So x^2+3 is something boring like that, we're going from 1-5, |
| 28:08 | We're gonna go from 1-5
We're gonna use right hand rectangles.
So the width of each of these rectangles is 1. You go from 1-5 that's a distance of 4, so the width is (5-1)/4 = 1 |
| 28:36 | The height is f(2), f(3), f(4) and f(5) so the area is going to be,
1[f(2)+f(3)+f(4)+f(5)] and we're going to over state here, so we're gonna come out with something bigger than 160/3.
|
| 29:09 | So what is that, well let's see, f(2) is 2^2+3 = 7, f(3) is 3^2+3 f(4) is 4^2+3 f(5) is 5^2+3 I already know how this comes out, |
| 29:38 | 66. Which is bigger than 160/3 so we were able to execute part a.
No because we forgot it. Ok, well you got a week to remember. A week minus about 6 hours. It's not like you have anything else to study. The only thing you take is math right? Good. |
| 30:00 | Alright, now to do the Riemann sum, all you want to do is say well how wide is each one of these? Well instead of being 4/4 which is 1, this is going to be 4/n.

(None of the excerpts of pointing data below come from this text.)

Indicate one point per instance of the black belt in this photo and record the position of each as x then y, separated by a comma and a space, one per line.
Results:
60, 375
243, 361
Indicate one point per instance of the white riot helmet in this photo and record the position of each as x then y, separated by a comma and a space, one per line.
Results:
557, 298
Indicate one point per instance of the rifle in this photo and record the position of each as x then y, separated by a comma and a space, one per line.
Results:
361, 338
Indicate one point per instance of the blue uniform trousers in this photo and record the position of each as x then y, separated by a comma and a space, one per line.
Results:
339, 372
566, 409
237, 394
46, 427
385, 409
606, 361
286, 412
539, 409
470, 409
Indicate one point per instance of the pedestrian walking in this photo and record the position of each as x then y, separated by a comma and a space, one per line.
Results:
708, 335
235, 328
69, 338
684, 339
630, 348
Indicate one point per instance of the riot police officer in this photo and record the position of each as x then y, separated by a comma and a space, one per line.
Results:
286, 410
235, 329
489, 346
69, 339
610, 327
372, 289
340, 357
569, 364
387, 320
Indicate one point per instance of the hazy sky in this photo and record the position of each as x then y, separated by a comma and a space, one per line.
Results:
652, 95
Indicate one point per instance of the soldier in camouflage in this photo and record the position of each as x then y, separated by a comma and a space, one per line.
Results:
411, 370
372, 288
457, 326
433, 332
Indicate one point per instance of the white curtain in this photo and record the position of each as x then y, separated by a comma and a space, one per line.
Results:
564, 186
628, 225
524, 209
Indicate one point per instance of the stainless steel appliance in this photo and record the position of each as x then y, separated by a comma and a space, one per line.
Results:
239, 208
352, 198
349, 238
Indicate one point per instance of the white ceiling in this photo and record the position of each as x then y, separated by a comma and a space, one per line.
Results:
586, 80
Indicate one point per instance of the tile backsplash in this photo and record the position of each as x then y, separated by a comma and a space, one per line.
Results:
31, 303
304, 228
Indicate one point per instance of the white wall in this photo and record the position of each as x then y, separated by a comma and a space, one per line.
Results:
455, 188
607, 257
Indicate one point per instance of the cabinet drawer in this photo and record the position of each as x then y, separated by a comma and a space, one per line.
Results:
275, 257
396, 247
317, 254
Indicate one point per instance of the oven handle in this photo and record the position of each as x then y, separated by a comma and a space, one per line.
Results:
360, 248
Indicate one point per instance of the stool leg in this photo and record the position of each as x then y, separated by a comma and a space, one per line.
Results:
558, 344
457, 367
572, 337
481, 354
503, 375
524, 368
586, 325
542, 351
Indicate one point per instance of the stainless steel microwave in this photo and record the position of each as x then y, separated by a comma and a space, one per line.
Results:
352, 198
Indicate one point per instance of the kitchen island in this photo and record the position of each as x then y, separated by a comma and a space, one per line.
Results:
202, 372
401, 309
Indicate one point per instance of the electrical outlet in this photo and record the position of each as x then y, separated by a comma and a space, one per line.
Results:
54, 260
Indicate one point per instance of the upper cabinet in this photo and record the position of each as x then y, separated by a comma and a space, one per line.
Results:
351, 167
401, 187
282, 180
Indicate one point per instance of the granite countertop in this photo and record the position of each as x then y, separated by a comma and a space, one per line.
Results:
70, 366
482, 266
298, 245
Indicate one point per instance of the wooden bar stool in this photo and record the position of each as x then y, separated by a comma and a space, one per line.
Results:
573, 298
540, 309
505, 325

And you're going to start at 1 and you're going to add 4/n each time. Sorry, so you're gonna do 4/n[f(1+4/n)+f(1+2*(4/n))+f(1+3(4/n))+f(1+n(4/n))] |
| 30:53 | So if you were making that fancy sigma thing, it's going to be from i=1 to n of 4/n, of (1+(4i/n))^2 +3 and you need the limit as n goes to infinity. So again this comes from x^2+3, you essentially take that first |
| 31:29 | insertion into the parentheses and stick and i in there. Because each time, you're taking this 4/n and multiplying it by a bigger and bigger number, starting at 1 and going up to n.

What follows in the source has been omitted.